Freedoms of assembly and association are protected, and nongovernmental organizations operate freely. Luxembourgers may organize in trade unions, and approximately 40 percent of the workforce is unionized. The right to strike is constitutionally guaranteed. Several unions held protests in September 2010 after the government announced austerity reforms to the child and educational subsidy policy.
The judiciary is independent, though judges are still appointed by the grand duke. Detainees are treated humanely in police stations and prisons. However, in January 2011, prosecutors filed a complaint against prison staff at Schrassig prison alleging that searches of prisoners and visitors were degrading and invasive. Overcrowding has been reported at Schrassig prison, and an April 2011 inspection was critical of prison conditions and the treatment of prisoners. Two minors were held at Schrassig prison for two weeks in November, prompting debate on the treatment of child offenders.
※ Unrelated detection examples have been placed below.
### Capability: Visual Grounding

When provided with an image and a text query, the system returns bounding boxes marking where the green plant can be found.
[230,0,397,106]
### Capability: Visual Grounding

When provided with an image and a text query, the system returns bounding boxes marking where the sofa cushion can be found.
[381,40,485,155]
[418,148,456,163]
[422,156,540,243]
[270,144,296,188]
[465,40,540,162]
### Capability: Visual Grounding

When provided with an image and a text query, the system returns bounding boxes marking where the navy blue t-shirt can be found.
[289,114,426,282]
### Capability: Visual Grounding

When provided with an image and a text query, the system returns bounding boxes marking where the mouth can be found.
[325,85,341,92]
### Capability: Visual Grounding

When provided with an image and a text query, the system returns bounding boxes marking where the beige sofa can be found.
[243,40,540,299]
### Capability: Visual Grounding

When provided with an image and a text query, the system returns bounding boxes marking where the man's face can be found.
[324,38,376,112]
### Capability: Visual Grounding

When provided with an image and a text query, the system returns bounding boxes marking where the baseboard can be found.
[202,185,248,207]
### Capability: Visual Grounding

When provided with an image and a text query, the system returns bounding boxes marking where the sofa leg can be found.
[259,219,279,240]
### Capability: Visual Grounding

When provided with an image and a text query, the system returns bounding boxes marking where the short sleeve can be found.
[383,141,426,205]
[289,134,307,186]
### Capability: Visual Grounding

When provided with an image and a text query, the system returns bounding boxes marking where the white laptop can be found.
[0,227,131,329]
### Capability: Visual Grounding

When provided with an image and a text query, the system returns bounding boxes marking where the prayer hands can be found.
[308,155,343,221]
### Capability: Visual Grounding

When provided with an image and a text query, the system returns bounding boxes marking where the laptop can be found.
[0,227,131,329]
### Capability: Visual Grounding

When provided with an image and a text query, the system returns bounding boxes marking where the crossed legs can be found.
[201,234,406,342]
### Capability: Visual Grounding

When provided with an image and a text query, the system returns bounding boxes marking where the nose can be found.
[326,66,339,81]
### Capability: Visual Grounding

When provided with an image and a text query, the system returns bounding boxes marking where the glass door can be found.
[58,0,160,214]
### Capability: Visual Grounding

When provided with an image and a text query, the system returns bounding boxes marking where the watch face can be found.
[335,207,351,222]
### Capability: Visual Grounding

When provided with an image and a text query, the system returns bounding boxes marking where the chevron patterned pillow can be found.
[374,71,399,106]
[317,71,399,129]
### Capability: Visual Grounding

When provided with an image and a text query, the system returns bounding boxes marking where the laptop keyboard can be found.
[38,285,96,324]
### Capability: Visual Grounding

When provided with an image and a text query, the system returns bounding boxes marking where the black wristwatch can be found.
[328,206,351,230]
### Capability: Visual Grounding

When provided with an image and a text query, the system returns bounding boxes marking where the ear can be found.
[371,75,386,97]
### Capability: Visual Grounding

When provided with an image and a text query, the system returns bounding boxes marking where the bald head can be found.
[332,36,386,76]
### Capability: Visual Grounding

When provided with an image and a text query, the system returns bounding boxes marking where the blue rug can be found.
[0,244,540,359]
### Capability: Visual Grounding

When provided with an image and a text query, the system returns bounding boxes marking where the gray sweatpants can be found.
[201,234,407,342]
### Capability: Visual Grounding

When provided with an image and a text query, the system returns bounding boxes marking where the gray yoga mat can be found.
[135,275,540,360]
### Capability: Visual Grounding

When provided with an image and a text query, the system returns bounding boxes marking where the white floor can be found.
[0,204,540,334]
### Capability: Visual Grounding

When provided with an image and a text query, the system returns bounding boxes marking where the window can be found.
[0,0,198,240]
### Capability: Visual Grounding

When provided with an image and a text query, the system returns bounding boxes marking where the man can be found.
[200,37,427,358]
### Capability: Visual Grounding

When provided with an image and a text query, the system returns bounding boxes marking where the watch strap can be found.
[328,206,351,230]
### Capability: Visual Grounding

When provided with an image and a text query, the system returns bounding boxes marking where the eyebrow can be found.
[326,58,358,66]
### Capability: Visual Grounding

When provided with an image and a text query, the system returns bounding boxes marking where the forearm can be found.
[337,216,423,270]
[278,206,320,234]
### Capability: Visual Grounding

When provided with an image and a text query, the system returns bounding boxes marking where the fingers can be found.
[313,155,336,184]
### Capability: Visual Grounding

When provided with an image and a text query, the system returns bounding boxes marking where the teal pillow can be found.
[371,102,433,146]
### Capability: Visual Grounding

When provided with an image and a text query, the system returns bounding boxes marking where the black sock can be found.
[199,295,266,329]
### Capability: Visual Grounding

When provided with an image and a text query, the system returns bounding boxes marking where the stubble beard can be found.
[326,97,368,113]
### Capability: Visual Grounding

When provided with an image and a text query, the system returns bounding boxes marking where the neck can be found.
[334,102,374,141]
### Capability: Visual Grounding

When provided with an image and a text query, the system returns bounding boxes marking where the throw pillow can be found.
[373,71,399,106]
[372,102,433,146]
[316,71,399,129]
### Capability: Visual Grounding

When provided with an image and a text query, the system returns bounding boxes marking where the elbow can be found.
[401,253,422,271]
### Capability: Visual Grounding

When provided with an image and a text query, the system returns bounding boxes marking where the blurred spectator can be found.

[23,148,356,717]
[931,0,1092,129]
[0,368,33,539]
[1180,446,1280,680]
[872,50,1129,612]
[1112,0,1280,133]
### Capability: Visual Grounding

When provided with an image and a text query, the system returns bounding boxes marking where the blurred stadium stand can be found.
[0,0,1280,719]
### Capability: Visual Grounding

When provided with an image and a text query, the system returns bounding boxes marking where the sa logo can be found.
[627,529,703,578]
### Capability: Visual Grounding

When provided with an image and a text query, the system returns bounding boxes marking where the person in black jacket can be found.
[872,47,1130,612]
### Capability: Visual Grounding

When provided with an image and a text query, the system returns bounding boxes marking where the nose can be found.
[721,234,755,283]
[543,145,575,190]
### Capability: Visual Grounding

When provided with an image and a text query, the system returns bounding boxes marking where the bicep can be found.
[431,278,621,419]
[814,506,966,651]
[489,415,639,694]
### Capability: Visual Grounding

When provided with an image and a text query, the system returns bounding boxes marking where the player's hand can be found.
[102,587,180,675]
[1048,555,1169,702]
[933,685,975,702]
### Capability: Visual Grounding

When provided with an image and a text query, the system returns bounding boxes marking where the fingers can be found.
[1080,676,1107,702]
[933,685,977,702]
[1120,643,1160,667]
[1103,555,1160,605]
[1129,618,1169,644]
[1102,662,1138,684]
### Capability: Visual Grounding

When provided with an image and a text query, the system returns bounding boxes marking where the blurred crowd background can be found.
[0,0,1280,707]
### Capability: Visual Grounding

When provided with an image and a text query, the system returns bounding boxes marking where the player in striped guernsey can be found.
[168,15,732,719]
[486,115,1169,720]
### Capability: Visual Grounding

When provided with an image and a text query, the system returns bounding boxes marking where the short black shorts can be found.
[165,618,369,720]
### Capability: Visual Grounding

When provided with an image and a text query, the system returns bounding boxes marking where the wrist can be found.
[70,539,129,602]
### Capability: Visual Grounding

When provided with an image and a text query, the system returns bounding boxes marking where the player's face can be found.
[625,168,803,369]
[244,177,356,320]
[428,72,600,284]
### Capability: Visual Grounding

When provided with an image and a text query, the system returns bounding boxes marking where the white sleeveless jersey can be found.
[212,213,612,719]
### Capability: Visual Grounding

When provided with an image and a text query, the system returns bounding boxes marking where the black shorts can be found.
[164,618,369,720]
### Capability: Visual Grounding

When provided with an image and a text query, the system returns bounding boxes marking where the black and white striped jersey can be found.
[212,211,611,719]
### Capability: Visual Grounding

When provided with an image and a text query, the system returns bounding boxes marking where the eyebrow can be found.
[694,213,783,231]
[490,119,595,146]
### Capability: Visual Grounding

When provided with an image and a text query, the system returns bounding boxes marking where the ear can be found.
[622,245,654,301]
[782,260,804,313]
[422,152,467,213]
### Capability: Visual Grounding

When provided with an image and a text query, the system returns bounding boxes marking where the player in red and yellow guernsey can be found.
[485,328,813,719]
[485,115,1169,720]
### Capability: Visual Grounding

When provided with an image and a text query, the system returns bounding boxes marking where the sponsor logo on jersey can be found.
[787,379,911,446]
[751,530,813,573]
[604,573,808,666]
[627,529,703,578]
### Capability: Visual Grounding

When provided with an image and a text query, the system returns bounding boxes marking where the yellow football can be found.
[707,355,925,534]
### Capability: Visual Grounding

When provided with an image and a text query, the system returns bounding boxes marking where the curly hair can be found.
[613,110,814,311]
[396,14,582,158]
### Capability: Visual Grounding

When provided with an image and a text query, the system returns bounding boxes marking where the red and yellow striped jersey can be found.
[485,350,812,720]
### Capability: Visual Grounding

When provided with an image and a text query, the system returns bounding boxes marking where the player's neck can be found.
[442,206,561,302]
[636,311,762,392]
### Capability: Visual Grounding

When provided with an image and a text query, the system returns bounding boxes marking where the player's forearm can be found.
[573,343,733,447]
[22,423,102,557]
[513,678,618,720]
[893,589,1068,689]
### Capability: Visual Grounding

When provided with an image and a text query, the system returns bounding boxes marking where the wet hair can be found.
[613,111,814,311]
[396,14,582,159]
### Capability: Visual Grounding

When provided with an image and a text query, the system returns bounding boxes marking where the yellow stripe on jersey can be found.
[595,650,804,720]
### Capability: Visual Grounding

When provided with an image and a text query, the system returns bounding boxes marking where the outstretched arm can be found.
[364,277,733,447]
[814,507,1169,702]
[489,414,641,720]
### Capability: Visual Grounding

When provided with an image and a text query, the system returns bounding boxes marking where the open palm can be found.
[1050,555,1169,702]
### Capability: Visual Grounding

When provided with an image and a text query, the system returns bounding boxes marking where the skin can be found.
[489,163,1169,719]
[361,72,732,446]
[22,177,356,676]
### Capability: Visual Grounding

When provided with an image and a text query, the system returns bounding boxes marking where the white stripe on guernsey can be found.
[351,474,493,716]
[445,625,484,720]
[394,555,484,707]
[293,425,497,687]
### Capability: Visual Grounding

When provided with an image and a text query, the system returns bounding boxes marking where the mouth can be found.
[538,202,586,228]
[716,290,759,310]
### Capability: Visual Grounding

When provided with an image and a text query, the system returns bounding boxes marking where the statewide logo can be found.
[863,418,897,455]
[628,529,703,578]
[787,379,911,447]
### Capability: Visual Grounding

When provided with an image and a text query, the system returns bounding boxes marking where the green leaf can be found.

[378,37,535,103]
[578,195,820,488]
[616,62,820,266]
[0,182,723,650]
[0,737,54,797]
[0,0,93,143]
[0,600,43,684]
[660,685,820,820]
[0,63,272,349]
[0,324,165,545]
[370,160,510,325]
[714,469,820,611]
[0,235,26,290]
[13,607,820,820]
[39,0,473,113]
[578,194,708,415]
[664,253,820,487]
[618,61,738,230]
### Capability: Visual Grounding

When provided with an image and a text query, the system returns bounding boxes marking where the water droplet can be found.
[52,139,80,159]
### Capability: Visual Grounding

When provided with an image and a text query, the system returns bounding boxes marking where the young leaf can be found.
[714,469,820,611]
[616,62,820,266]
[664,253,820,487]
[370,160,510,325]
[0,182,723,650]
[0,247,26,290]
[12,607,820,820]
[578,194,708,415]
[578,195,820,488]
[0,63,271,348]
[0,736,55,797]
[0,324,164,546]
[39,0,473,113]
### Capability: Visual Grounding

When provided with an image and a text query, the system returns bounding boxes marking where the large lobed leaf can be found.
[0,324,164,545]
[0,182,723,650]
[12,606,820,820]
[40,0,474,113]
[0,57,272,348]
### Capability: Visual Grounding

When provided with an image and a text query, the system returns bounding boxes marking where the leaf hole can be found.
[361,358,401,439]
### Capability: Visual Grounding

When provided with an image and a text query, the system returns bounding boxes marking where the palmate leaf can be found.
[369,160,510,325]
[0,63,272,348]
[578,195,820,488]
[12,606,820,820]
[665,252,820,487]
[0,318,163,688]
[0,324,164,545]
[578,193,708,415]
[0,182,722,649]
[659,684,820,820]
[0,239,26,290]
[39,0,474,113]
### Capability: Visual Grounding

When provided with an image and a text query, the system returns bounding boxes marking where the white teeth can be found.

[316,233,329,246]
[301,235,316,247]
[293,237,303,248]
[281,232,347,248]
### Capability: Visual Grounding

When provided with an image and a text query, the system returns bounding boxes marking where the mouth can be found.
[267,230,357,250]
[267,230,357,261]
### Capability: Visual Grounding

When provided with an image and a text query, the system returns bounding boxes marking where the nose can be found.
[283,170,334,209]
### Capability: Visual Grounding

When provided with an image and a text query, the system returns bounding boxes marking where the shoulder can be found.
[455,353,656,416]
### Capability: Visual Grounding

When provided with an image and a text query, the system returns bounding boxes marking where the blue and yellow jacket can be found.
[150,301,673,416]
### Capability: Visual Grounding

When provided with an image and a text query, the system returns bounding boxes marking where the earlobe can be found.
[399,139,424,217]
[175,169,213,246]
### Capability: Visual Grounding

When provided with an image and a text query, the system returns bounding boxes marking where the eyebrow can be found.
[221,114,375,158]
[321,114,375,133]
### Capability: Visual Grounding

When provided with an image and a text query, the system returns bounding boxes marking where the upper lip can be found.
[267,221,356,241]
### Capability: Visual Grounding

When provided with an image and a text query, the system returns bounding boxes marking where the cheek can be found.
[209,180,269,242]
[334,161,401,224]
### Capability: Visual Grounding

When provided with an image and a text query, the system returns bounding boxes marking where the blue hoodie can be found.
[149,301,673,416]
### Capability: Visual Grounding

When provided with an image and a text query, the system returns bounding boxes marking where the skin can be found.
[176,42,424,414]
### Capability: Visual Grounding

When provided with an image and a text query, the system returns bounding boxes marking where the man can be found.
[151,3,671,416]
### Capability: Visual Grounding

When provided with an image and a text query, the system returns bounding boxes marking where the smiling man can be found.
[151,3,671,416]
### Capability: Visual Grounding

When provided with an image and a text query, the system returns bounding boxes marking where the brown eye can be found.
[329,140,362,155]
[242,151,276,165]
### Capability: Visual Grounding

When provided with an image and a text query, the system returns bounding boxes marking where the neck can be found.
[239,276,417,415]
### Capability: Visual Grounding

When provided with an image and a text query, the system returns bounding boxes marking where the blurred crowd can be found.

Luxembourg’s Muslim minority, mainly of Bosnian origin, faces no official hostility. The government passed a law in January 2011 that increased penalties for hate speech. Asylum claims in Luxembourg have more than doubled since 2010, overburdening government agencies and fostering resentment in some communities; a new detention center for rejected asylum seekers opened in August 2011. In September 2011, 30 Iraqi asylum seekers went on a hunger strike protesting processing times for asylum applications that average 18 months.
Women comprise nearly 50 percent of the labor force, and the gap between men’s and women’s wages is about 15 percent. Women are underrepresented at the highest levels of government; 12 women currently serve in the 60-member parliament, and only 4 hold seats in the 15-member cabinet.
While the law does not technically allow for abortion on demand, women can legally have abortions if in “distress.” In June 2011, the coalition parties broadly agreed on legislation that would allow abortions in a greater number of cases while maintaining current penalties for unapproved abortions; finalization of the measure was ongoing at year’s end. Luxembourg’s Consultative Committee on Human Rights has expressed concerns regarding several provisions, including a residency restriction requiring women to have lived in Luxembourg for at least three months before obtaining an abortion.
In March 2011, two Romanian men were arrested for human trafficking and involvement in prostitution, and in July, four individuals were arrested and charged with running a human trafficking and prostitution ring in Luxembourg from Eastern Europe since 2007.